Adolin paced the too-quiet Kholin warcamp. He’d slipped his guards via the window of his bedroom; his brand new, barely trained, slave-branded guards.

The emptiness of the warcamp felt profound as he passed by the bridge crews. They were quiet, like they were afraid to draw attention in the dark. It created the eerie sensation of drifting through ghosts, but the wrong ghosts. His dead friends had been replaced by dead strangers.

As with all things, there was an exception, even in death.

Adolin paused, hidden in the shadow of an empty barrack, as he observed the bridge crew that fought at the Tower. “Bridge Four,” their captain called them. A deep laugh boomed through the night like a warhorn and Adolin jumped. The men joined the laughter, one shouting back and another mimicking the gigantic Horneater.

Captain Kaladin sat in the inner ring, dressed in crisp Kholin blue, a soft smile on his face. On the battlefield, the captain had seemed like a darkeyed officer of thirty Weepings or more. In the firelight, the captain couldn’t be much older than Renarin, if he was even that.

The little Herdazian cracked an obscene joke and Captain Kaladin laughed. An unwilling smile almost made it to Adolin’s face.

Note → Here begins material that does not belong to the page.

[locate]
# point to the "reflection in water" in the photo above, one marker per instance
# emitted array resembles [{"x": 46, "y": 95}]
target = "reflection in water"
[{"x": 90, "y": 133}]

The most beautiful sight in the cosmere was the smile of a broken soldier, and there was no doubt Captain Kaladin was broken. Even without the slave brands hidden beneath his long fringe, the man’s eyes were haunted. He was too aware, too untrusting.

Adolin lost track of time as he watched Bridge Four. They felt like the only sign of life in the entire warcamp. Only when the Horneater yawned did Adolin realize Nomon was almost at its zenith. Still, Adolin remained as the men drifted into the barrack. A hawk-faced man stayed out with Captain Kaladin longest, until he too disappeared.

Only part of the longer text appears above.